STEP 3: Ask SQL-GPT Questions

Now let’s test Kinetica’s SQL generation processes at work.  Here, you’ll be creating a workbook in Kinetica Workbench that accepts your natural-language questions, and produces SQL statements you should be able to use in the Kinetica database.  Here’s how to begin a new workbook:

  1. From the left pane of Kinetica Workbench, click Workbooks.
  2. From the Workbooks tab, point to the + button and from the dropdown, select Add New Workbook.  The Create Workbook panel will appear.
  3. Under Name, enter a unique name for the workbook.  This is not a database object, so it can have special characters, distinguished upper and lower case, and spaces.
  4. Under Description, enter something that describes the purposes of the workbook for your purposes.  This is not a description for a language model or for generative AI training; it’s just for you.
  5. Click Create to generate the workbook.  It will soon appear in the Workbench window, and the first worksheet, named Sheet 1, will already have been generated.
  6. In the field at the top of the panel marked with a light bulb, enter a natural-language question to which you’d like the database to be able to respond.  You don’t need to include any extra syntax, such as quotation marks or SQL reserved words.  Just type a question as though you were entering it into an AI chat window, then click Generate SQL.  The Workbench will respond with a warning and the Context Configuration panel.
  7. The warning you will see indicates that Kinetica has not yet attached a context to the question you’ve posed.  From the panel that appears, in the left-side list, check the box beside the name of the context you created earlier.  Then click the > button so that it appears in the right-side list.  Then click Update.
  8. After the panel disappears, click Generate SQL again.  In a few moments, Kinetica will respond with a SQL statement.  Its first line will be a comment containing the text of the question you posed.
  9. To test this query on the data you’ve generated is to click the round > (Play) button to the upper left of the new query.  In a very brief moment, Kinetica should respond with a view of data queried from the table or tables you imported.
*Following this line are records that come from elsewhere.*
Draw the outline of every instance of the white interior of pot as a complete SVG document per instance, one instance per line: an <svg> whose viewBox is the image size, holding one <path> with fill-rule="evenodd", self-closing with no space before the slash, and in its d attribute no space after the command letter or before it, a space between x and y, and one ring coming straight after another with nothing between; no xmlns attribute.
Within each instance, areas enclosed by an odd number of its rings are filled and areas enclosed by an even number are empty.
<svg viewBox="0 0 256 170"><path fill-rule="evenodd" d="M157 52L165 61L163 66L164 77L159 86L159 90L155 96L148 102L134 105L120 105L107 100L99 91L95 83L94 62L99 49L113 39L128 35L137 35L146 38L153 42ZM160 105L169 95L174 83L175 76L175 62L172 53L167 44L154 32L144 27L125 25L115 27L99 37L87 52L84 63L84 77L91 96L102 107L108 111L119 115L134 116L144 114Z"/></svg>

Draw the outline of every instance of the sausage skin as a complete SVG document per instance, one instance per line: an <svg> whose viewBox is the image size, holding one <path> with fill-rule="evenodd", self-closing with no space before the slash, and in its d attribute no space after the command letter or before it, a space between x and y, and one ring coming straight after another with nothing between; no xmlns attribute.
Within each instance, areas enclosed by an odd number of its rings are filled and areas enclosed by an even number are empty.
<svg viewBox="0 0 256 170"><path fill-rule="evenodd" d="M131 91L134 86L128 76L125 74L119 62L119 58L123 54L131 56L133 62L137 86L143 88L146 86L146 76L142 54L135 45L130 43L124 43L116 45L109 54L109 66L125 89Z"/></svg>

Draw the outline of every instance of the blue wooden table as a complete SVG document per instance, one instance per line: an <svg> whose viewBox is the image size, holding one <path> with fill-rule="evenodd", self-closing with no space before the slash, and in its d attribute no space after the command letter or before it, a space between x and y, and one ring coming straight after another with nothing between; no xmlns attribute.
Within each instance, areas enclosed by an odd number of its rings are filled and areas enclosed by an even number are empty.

It’s fair to say at this point, especially at the first go, that Kinetica may respond with something else: perhaps an error, or maybe data that does not actually resolve the criteria.  Artificially intelligent inferencing is not a perfect process.  However, you can improve the efficiency of the results by adding information to your context and trying again.  It may take a few runs to get the correct results.  Keep in mind, as you’re doing this, that the minutes you’re spending improving the language model’s ability to ascertain what your language is trying to say, equate to days and even weeks of work in a conventional ETL project, where engineers work to make databases more responsive to dashboards and ad-hoc queries in real time.